Hebrew with English subtitles


----------



## Don Fatale (Aug 31, 2009)

At first I wonder why that kid is in so prominently. Then I found out she's the composer! Wow! 10 years old. What young talent.

Thanks for posting.


----------



## Celloman (Sep 30, 2006)

Nothing original here. Alma is nothing more than a Mozart rip-off, and a weak one at that. She'll be washed up at the ripe old age of 12.


----------



## arpeggio (Oct 4, 2012)

As I have stated in other threads I play with a community orchestra that plays a concert every year that performs music by young composers. Over the course of thirty years I have had to privilege to meet many young composers who were just as talented as Ms. Deutscher. A few years ago we played a symphony that was composed by a eleven year old young man. It sounded like Mendelssohn.

In the "TC Top Recommended Post-1950 Works - Voting" Thread we have been introduced to the Russian American composer Lera Auerbach. Apparently she was a prodigy composer who composed an opera when she was only twelve that toured throughout Russia. See: http://www.allmusic.com/artist/lera-auerbach-mn0002223636/biography

I could not locate any samples of her juvenile works.


----------



## Don Fatale (Aug 31, 2009)

Celloman said:


> Nothing original here. Alma is nothing more than a Mozart rip-off, and a weak one at that. She'll be washed up at the ripe old age of 12.

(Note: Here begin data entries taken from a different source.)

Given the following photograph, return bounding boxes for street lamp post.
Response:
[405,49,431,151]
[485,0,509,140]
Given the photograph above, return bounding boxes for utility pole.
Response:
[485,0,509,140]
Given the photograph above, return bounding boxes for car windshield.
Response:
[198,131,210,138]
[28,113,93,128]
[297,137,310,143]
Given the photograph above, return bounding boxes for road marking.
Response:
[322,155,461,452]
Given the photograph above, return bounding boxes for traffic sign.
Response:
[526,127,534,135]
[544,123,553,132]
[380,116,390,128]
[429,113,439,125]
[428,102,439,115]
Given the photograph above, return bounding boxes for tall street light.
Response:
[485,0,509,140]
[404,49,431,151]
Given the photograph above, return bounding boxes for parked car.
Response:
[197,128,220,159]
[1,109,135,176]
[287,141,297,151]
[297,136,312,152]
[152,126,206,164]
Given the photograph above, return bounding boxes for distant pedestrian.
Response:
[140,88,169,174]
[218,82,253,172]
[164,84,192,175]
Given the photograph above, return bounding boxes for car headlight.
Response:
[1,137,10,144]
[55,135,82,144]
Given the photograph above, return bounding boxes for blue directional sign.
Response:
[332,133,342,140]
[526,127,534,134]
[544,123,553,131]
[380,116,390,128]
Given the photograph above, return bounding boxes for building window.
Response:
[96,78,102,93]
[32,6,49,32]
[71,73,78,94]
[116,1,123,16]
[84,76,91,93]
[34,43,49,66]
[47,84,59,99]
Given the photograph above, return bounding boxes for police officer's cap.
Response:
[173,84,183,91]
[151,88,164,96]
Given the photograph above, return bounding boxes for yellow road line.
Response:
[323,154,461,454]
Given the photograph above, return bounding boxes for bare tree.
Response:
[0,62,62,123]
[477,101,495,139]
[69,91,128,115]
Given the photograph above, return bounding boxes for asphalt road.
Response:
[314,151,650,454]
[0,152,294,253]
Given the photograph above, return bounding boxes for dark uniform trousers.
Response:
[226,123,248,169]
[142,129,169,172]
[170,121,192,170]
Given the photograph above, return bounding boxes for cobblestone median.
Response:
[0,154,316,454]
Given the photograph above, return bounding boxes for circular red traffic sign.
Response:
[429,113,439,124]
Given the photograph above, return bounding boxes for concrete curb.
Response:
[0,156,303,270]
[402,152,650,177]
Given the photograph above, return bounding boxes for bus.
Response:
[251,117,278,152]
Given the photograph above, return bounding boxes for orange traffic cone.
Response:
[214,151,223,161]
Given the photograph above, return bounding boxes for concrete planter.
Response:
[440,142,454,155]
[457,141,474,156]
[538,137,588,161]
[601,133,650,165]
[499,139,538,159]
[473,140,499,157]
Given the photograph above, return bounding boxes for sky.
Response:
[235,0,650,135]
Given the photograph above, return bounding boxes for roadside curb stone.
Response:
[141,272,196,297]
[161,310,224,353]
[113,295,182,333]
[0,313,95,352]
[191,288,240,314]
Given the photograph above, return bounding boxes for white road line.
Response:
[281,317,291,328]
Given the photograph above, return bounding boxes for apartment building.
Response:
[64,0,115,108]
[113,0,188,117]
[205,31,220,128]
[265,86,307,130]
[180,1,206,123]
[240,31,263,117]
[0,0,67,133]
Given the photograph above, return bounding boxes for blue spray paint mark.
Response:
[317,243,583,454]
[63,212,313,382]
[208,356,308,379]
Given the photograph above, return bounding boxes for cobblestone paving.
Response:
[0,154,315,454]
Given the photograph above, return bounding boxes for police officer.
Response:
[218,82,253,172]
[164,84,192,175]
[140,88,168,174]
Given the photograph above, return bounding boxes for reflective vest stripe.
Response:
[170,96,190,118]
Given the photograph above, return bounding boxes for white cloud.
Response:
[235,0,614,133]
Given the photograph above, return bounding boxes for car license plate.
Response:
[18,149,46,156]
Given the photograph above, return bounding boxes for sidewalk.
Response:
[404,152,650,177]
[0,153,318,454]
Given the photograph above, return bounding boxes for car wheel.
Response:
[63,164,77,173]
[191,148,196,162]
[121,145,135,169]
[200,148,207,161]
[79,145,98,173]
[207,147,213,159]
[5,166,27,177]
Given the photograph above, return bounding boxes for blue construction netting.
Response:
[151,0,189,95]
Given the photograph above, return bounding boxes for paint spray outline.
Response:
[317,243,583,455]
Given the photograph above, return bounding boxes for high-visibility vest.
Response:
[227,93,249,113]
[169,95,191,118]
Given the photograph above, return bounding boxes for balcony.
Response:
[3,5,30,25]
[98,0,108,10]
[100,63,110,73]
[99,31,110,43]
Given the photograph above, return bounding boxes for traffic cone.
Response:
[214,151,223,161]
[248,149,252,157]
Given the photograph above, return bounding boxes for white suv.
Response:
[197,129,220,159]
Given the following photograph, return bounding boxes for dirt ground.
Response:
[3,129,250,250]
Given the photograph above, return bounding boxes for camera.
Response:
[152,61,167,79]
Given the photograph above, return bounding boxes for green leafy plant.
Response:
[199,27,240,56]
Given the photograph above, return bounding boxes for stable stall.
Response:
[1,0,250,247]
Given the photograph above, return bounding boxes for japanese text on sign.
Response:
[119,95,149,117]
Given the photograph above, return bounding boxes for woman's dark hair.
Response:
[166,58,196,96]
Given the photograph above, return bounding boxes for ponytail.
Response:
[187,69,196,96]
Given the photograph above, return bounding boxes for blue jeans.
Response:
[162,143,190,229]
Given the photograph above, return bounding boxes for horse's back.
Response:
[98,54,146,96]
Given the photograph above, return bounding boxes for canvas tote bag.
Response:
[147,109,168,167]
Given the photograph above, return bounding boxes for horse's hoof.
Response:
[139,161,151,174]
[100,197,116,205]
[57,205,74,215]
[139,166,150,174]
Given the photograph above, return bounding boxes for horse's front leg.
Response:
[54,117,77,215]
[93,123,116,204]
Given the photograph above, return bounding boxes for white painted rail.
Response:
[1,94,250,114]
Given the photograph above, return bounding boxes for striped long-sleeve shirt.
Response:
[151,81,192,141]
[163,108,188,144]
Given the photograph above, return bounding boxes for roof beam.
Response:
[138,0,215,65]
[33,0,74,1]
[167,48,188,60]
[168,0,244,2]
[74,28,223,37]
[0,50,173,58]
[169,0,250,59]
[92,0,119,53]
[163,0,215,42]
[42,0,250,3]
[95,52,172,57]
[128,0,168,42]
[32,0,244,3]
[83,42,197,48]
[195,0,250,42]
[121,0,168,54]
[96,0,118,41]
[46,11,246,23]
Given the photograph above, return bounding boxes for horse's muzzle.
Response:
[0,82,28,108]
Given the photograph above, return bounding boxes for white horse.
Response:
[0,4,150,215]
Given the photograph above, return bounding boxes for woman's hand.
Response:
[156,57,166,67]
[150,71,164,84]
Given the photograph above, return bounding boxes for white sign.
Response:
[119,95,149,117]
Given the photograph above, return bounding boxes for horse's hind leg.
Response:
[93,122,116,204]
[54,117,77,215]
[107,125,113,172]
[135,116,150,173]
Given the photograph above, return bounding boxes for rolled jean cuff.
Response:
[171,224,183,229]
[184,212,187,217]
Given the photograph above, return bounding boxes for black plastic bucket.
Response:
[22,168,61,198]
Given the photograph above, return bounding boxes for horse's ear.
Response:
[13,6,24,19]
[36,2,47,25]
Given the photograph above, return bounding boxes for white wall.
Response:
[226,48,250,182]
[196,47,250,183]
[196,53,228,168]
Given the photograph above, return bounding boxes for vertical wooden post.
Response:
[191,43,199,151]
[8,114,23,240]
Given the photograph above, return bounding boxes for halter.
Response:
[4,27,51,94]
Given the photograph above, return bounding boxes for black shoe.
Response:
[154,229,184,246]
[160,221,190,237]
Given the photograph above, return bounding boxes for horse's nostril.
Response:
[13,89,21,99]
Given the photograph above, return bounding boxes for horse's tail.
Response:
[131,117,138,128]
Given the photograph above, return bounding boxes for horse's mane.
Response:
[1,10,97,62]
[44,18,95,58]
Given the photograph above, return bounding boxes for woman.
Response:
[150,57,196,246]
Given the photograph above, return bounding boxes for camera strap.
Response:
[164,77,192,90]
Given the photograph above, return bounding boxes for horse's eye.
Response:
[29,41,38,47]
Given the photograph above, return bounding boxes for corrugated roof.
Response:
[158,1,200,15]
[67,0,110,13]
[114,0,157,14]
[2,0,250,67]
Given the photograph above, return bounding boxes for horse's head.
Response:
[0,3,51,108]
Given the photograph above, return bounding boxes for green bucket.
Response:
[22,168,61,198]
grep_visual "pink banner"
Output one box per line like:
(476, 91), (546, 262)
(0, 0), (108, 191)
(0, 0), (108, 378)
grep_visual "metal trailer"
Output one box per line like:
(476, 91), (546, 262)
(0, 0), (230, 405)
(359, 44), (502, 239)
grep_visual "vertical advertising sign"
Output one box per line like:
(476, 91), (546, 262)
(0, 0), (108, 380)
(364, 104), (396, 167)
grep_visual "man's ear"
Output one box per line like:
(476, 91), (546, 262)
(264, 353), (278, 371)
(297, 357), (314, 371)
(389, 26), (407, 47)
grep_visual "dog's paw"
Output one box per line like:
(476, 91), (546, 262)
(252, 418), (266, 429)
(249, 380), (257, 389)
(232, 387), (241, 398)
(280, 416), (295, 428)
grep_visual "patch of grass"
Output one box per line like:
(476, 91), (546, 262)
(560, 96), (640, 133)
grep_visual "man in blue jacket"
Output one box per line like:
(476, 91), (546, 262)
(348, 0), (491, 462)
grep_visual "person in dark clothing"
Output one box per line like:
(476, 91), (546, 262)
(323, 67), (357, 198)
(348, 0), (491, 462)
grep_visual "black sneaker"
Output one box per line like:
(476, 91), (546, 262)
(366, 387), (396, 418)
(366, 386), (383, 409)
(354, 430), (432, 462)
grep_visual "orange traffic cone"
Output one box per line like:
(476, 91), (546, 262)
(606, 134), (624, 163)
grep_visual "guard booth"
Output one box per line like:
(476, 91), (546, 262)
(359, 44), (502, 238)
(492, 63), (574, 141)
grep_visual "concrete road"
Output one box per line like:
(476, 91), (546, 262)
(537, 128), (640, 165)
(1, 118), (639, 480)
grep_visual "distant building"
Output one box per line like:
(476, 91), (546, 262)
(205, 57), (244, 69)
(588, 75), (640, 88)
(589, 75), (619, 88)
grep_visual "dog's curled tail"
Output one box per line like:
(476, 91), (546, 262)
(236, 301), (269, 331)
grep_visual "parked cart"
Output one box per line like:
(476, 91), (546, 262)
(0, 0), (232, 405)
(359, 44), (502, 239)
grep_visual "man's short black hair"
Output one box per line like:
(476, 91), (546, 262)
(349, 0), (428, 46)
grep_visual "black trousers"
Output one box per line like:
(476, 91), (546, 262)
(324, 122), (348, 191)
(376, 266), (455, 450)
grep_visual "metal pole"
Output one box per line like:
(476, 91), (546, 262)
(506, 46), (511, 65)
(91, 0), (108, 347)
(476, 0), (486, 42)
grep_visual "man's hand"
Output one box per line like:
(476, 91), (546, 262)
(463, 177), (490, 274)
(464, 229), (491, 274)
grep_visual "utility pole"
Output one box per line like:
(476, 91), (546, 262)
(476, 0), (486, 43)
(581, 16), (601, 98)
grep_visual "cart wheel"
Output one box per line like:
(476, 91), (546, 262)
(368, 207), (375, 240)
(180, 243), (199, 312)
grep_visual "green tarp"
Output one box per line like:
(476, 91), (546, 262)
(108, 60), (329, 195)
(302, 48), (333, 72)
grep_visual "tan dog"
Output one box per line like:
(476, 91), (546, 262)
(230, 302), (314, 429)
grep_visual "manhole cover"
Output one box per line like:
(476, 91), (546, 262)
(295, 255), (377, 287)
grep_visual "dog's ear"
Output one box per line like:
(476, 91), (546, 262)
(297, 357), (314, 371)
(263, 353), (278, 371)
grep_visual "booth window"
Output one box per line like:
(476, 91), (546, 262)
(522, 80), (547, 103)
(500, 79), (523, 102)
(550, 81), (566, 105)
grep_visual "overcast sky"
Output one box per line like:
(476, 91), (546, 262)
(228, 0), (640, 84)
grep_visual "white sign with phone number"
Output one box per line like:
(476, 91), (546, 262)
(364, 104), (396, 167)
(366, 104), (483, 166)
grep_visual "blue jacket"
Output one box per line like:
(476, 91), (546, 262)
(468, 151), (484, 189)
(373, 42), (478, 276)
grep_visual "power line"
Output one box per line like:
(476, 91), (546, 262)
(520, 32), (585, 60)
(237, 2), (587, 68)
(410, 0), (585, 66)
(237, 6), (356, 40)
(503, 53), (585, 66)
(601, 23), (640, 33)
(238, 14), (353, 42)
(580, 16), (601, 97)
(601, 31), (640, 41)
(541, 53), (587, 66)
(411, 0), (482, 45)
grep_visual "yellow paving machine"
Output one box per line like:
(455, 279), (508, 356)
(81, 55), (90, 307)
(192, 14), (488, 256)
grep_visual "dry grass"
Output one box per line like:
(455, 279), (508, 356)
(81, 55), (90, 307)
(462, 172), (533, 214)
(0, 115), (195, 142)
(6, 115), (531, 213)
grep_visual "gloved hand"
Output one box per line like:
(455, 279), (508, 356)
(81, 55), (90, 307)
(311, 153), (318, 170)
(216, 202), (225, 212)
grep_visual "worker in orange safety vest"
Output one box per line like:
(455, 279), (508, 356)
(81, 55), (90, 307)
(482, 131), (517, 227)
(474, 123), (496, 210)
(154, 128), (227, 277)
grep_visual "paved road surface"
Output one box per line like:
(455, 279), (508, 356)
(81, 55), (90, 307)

It's a good point, although I hope she and the other notable young prodigies don't have their ambitions thwarted by modern conventions. With the right encouragement and inspiration one of these could yet go on to write a fantastic opera. (And if it's in the style of Mozart, so be it.)


----------



## sadams (Dec 27, 2014)

It is very possible that Alma is now the youngest person ever to compose a full-length opera.


----------